Déboulonner les mythes

Dans son introduction, Howard Zinn précise que ce projet répond aux questions qu’on lui posait souvent. Rappelons qu’il entendait redonner leur voix aux oubliés de l’histoire officielle comme les femmes, les Indiens ou les Noirs. En quelques pages ciselées, l’auteur glisse ses profondes convictions :  » est-il juste de saper le prestige des héros traditionnels de notre nation ? …je ne crains pas de désillusionner les jeunes en soulignant les défauts de nos héros traditionnels.  » Certes, mais il met aussi en évidence d’autres personnages et donc d’autres héros potentiels. Howard Zinn choisit la fin du premier chapitre pour enfoncer le clou sur ses convictions :  » mais que fait-on des ouvriers, des fermiers, des personnes de couleur, des femmes, des enfants ? Eux aussi font l’Histoire.  »

Cinq siècles d’histoire revisités

Christophe Colomb est le premier personnage a être abordé par Howard Zinn. C’est peut être ici qu’on sera le moins étonné, tant la figure du célèbre génois a connu depuis plusieurs années des remises en cause. Plus que Christophe Colomb, c’est toute la période de colonisation qui est examinée. Haïti comptait 250 000 Indiens avant son arrivée, la moitié deux ans plus tard, et en 1550 il ne restait plus que 500 Indiens. Même sur des épisodes « glorieux », et d’ailleurs surtout sur eux, il propose une approche différente, comme pour le premier chemin de fer transcontinental et ce qu’il a coûté en vies humaines. Les réformes du travail début XXe siècle sont aussi envisagées, tout comme le New Deal. Cette période est, et l’on s’y attend, plutôt bien vue mais l’auteur insiste aussi sur sa brièveté.

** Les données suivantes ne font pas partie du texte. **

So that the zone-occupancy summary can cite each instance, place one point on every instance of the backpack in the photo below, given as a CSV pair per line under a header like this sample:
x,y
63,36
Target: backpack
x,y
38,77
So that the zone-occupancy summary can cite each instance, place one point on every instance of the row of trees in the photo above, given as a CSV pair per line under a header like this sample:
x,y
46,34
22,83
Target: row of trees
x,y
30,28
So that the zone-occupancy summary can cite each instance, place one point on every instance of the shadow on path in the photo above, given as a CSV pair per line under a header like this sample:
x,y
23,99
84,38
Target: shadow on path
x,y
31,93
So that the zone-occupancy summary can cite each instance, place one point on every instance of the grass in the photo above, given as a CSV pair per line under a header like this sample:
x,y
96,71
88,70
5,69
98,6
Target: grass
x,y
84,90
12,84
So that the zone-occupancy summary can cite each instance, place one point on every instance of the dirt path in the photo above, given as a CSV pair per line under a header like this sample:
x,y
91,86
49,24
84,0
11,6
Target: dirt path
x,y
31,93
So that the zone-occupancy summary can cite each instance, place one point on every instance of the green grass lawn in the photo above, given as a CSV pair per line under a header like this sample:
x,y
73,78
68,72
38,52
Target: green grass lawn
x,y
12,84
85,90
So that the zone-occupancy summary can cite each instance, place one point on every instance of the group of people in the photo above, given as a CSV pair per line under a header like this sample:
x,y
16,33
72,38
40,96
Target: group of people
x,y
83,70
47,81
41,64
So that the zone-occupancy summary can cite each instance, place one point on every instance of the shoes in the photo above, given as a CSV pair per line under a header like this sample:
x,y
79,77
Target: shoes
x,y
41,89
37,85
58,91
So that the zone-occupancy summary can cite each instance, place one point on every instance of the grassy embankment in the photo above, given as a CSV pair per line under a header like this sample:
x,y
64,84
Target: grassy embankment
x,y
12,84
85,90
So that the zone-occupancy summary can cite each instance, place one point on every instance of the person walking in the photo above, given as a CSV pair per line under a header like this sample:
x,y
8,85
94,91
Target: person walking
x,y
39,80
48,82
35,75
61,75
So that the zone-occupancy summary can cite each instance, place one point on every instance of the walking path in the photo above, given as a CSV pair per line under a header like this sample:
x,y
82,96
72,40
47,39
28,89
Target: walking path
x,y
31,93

La question noire aux Etats-Unis

Parmi ses chevaux de bataille, il y a forcément la question de la place des Noirs dans la société américaine. Il aborde d’abord l’esclavage » en précisant qu’un tiers de tous les Africains transportés en Amérique moururent en chemin ». Voilà bien un thème qui occupe une grande place dans l’histoire américaine. Avec quelques références il dresse le tableau : dans le sud entre 1790 et 1860 on passe d’un millier de tonnes à un million de tonnes de coton grâce au travail forcé des esclaves ! Il parle d’une autre guerre civile : celle qui oppose les classes sociales. Il revient à plusieurs reprises sur cette question, ce qui permet de montrer des évolutions. Pourtant à le lire, on a parfois l’impression d’une histoire immobile. Il concède certes des évolutions législatives, mais malgré tout, en 1900, tous les Etats du sud avaient des lois qui empêchaient les Américains noirs de voter et de jouir de leurs droits de citoyens. Howard Zinn évoque dans le deuxième tome la révolte des noirs et les droits civiques avec les personnages attendus comme Rosa Parks ou Martin Luther King. Ces personnages là ne font pas l’objet de remise en cause, ce qui peut se comprendre en partie d’après le projet de l’auteur, même si on aurait aimé que sa sagacité critique s’exerce partout et tout le temps.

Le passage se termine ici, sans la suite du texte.